On Primary School Confidential by Mrs Woog

I feel guilty admitting this, but I actually hadn’t heard of Mrs Woog until I listened to a podcast where she was being interviewed. I don’t have any children so I guess that’s as good an excuse as any! Still, I’m glad I listened, and I’m glad I made a quick reservation for her book at the library because I can happily say that now I’m a bit of a fan-girl.

Right from the first page of Private School Confidential, I knew it was going to be a romping great read. For starters it has a down-right Aussie accent. That’s a weird thing to write I know, and it’s not really something I have paid much attention to before. Maybe because I don’t read huge amounts of non-fiction. It was just so clear. It was like talking to a girlfriend on a Friday night at the local pub.

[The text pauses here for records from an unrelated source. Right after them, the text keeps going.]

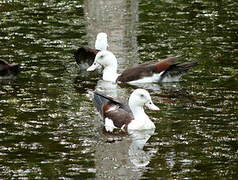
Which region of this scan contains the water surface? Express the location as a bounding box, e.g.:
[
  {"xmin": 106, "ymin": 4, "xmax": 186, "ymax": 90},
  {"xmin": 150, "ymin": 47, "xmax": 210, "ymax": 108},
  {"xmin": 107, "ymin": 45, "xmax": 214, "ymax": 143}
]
[{"xmin": 0, "ymin": 0, "xmax": 238, "ymax": 179}]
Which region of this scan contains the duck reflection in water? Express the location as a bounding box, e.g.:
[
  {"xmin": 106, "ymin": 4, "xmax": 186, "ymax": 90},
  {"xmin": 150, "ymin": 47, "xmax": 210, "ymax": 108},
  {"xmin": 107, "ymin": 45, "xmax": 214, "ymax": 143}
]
[
  {"xmin": 95, "ymin": 129, "xmax": 156, "ymax": 179},
  {"xmin": 128, "ymin": 129, "xmax": 155, "ymax": 167}
]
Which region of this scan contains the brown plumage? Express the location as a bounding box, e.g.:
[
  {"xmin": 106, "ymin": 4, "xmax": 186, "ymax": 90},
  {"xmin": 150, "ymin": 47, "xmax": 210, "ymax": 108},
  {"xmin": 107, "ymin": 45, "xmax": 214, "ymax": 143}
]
[
  {"xmin": 117, "ymin": 57, "xmax": 176, "ymax": 82},
  {"xmin": 93, "ymin": 92, "xmax": 133, "ymax": 130}
]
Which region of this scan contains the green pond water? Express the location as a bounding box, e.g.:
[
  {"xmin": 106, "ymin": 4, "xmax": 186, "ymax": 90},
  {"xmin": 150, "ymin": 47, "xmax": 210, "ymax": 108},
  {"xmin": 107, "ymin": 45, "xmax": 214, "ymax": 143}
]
[{"xmin": 0, "ymin": 0, "xmax": 238, "ymax": 180}]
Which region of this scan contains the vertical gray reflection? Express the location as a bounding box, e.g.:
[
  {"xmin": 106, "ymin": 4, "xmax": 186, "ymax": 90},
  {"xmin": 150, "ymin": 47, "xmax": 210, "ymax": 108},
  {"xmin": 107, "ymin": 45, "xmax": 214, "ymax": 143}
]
[
  {"xmin": 84, "ymin": 0, "xmax": 138, "ymax": 71},
  {"xmin": 84, "ymin": 0, "xmax": 142, "ymax": 179}
]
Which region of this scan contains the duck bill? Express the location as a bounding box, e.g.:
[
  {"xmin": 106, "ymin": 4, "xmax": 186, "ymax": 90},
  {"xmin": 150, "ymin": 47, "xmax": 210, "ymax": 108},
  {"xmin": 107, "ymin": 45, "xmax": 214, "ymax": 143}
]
[
  {"xmin": 145, "ymin": 101, "xmax": 160, "ymax": 111},
  {"xmin": 87, "ymin": 63, "xmax": 99, "ymax": 71}
]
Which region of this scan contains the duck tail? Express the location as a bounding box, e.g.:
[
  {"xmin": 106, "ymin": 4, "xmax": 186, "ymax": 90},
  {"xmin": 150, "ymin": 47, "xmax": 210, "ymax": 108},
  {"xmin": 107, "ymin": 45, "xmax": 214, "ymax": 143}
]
[{"xmin": 93, "ymin": 92, "xmax": 110, "ymax": 115}]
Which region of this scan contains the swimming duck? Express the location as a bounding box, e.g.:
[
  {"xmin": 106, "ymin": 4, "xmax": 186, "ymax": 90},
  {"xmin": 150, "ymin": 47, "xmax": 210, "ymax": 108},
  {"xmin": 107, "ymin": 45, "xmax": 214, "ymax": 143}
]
[
  {"xmin": 87, "ymin": 50, "xmax": 197, "ymax": 84},
  {"xmin": 74, "ymin": 32, "xmax": 108, "ymax": 67},
  {"xmin": 0, "ymin": 60, "xmax": 20, "ymax": 79},
  {"xmin": 93, "ymin": 89, "xmax": 159, "ymax": 132}
]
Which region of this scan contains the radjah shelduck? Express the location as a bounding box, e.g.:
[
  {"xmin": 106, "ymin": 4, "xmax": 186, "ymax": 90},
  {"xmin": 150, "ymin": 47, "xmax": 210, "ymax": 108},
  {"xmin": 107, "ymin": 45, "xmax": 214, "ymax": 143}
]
[
  {"xmin": 87, "ymin": 50, "xmax": 197, "ymax": 84},
  {"xmin": 93, "ymin": 89, "xmax": 159, "ymax": 132},
  {"xmin": 74, "ymin": 32, "xmax": 108, "ymax": 68}
]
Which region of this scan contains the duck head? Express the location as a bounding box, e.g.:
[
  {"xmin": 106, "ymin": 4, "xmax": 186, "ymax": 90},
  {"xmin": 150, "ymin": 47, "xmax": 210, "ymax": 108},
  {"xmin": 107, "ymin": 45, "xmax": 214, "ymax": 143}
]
[
  {"xmin": 95, "ymin": 32, "xmax": 108, "ymax": 50},
  {"xmin": 87, "ymin": 50, "xmax": 117, "ymax": 71}
]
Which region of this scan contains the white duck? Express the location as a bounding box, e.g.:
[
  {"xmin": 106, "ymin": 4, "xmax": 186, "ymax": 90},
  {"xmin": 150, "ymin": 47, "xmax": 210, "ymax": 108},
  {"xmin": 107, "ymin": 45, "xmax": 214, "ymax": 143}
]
[{"xmin": 93, "ymin": 89, "xmax": 159, "ymax": 132}]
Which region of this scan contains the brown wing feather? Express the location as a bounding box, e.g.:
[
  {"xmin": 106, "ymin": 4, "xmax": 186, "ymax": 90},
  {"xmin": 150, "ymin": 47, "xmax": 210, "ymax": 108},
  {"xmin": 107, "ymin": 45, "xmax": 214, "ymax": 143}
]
[{"xmin": 117, "ymin": 57, "xmax": 176, "ymax": 82}]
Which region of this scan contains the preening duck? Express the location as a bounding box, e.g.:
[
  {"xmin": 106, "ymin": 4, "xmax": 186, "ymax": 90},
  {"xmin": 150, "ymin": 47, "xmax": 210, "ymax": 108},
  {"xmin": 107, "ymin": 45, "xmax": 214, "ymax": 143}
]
[
  {"xmin": 87, "ymin": 50, "xmax": 197, "ymax": 84},
  {"xmin": 0, "ymin": 60, "xmax": 20, "ymax": 79},
  {"xmin": 93, "ymin": 89, "xmax": 159, "ymax": 132},
  {"xmin": 74, "ymin": 32, "xmax": 108, "ymax": 67}
]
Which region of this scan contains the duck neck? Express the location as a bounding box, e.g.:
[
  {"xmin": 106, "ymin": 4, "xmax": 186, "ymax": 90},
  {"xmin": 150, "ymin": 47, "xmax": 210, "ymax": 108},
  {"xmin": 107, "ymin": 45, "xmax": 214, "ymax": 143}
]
[
  {"xmin": 129, "ymin": 101, "xmax": 148, "ymax": 119},
  {"xmin": 103, "ymin": 63, "xmax": 119, "ymax": 82}
]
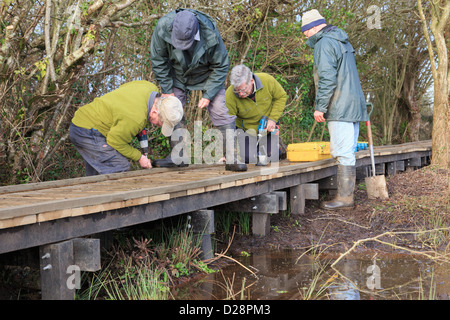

I guess it’s that satirical, self-deprecating writing style that immediately makes you sit up and listen:

On the P&C:

The ideal P&C president should have a resume that includes the following; time spent working as a hostage negotiator for the federal police, experience in dealing with trolls on Facebook, previous dealings with the United Nations, at LEAST a brown belt in karate, superior finger-pointing skills… 

On the Kiss and Drop:

The ‘kiss and drop’ – boy that is a game-changer. Once you go there, you will never go back.

On extracurricular activities:

Think back to your own childhood. What did you do after school? I’ll bet it didn’t involve being ferried from pillar to post. Modern parents need to collectively calm the f**k down.

On Public vs. Private School:

None of the extracurricular activities and nice lawns provided by private schools will matter if your kid turns into an entitled pain in the whatsit.

The book is roughly in three parts; Mrs Woog’s experience at primary school growing up in a small town in New South Wales, her later experience as a primary school teacher, particularly in London, and then as a parent of primary school children. She details the ups and downs of school life hilariously, the kids, the mums, the food, the must-have toys. So much so that I found myself reading chapters aloud to my husband, and laughing out loud at the stories that took me back to my own school days, and the realities of working with children every day. There is a bit of a sad irony to much of the humour though, and it does make you reflect on the difficulties our educators must suffer. More respect to them, I say.

The book is a quick read, and broken into nifty little chapters that help you speed through, each anecdote entertaining and revealing. Definitely a must-read for those who work with children, those who have children and those who want them.